IntrinsicsPlayground
IntrinsicsPlayground copied to clipboard
Performance improvements using alignment and pipelining
Hi Egor,
I wrote a blog post about alignment and pipelining, which you could use to further boost the performance of most examples in your repository. In essence, you can transform this code:
public static int Sum(int[] source)
{
const int VectorSizeInInts = 8;
fixed (int* ptr = &source[0])
{
var pos = 0;
var sum = Avx.SetZeroVector256<int>();
for (; pos <= source.Length - VectorSizeInInts; pos += VectorSizeInInts)
{
var current = Avx.LoadVector256(ptr + pos);
sum = Avx2.Add(current, sum);
}
var temp = stackalloc int[VectorSizeInInts];
Avx.Store(temp, sum);
var final = Sum(temp, VectorSizeInInts);
final += Sum(ptr + pos, source.Length - pos);
return final;
}
}
Into this:
public static int SumAlignedPipelined(int[] source)
{
const ulong AlignmentMask = 31UL;
const int VectorSizeInInts = 8;
const int BlockSizeInInts = 32;
fixed (int* ptr = &source[0])
{
var aligned = (int*)(((ulong)ptr + AlignmentMask) & ~AlignmentMask);
var pos = (int)(aligned - ptr);
var sum = Avx.SetZeroVector256<int>();
var final = Sum(ptr, pos);
for (; pos <= source.Length - BlockSizeInInts; pos += BlockSizeInInts)
{
var block0 = Avx.LoadAlignedVector256(ptr + pos + 0 * VectorSizeInInts);
var block1 = Avx.LoadAlignedVector256(ptr + pos + 1 * VectorSizeInInts);
var block2 = Avx.LoadAlignedVector256(ptr + pos + 2 * VectorSizeInInts);
var block3 = Avx.LoadAlignedVector256(ptr + pos + 3 * VectorSizeInInts);
sum = Avx2.Add(block0, sum);
sum = Avx2.Add(block1, sum);
sum = Avx2.Add(block2, sum);
sum = Avx2.Add(block3, sum);
}
for (; pos <= source.Length - VectorSizeInInts; pos += VectorSizeInInts)
{
var current = Avx.LoadAlignedVector256(ptr + pos);
sum = Avx2.Add(current, sum);
}
var temp = stackalloc int[VectorSizeInInts];
Avx.Store(temp, sum);
final += Sum(temp, VectorSizeInInts);
final += Sum(ptr + pos, source.Length - pos);
return final;
}
}
On my machine this results in 27% boost in performance when working with aligned arrays, and 34% on unaligned arrays (some arrays in your benchmarks are aligned, and some are not, which can results in around 10% difference in performance).

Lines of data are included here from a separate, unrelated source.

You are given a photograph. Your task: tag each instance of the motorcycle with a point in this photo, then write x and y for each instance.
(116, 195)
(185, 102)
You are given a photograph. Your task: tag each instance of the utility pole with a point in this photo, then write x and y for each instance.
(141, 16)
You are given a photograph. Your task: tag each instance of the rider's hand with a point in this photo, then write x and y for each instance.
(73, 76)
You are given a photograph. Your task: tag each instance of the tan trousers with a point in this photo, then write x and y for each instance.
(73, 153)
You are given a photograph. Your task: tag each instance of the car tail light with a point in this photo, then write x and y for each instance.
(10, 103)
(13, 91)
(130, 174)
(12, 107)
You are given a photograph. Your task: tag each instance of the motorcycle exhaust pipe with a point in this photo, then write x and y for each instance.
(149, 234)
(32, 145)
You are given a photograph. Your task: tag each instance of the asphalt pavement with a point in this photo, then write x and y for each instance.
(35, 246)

I don't have the time to send you a pull request, but I though you might be interested in this.
Wow, amazing!! @Metalnem I'll check it out!

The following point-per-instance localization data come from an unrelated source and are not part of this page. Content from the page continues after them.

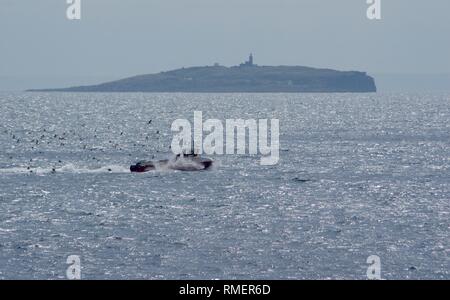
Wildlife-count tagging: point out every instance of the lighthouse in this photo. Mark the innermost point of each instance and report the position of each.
(249, 62)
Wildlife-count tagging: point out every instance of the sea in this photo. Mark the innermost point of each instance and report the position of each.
(359, 176)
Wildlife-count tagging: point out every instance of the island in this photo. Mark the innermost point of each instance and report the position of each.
(244, 78)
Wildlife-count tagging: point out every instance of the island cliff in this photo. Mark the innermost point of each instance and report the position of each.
(246, 77)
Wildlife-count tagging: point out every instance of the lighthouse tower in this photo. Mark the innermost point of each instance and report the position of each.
(250, 59)
(249, 62)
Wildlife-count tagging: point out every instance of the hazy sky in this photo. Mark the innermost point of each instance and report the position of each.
(39, 47)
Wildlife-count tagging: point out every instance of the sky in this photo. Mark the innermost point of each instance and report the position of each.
(40, 48)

I don't see the method Avx.SetZeroVector256... 'Avx' does not contain a definition for 'SetZeroVector256'. I also can barely find any reference to it in Google.
@Floccinaucinihilipilification11 this method existed in a (early) preview version of HW-intrinsics in .NET Core 3.0, which was later removed / replaced by Vector256<T>.Zero
.
@gfoidl Thanks, documentation on SIMD is scant to say the least, so I appreciate the reply.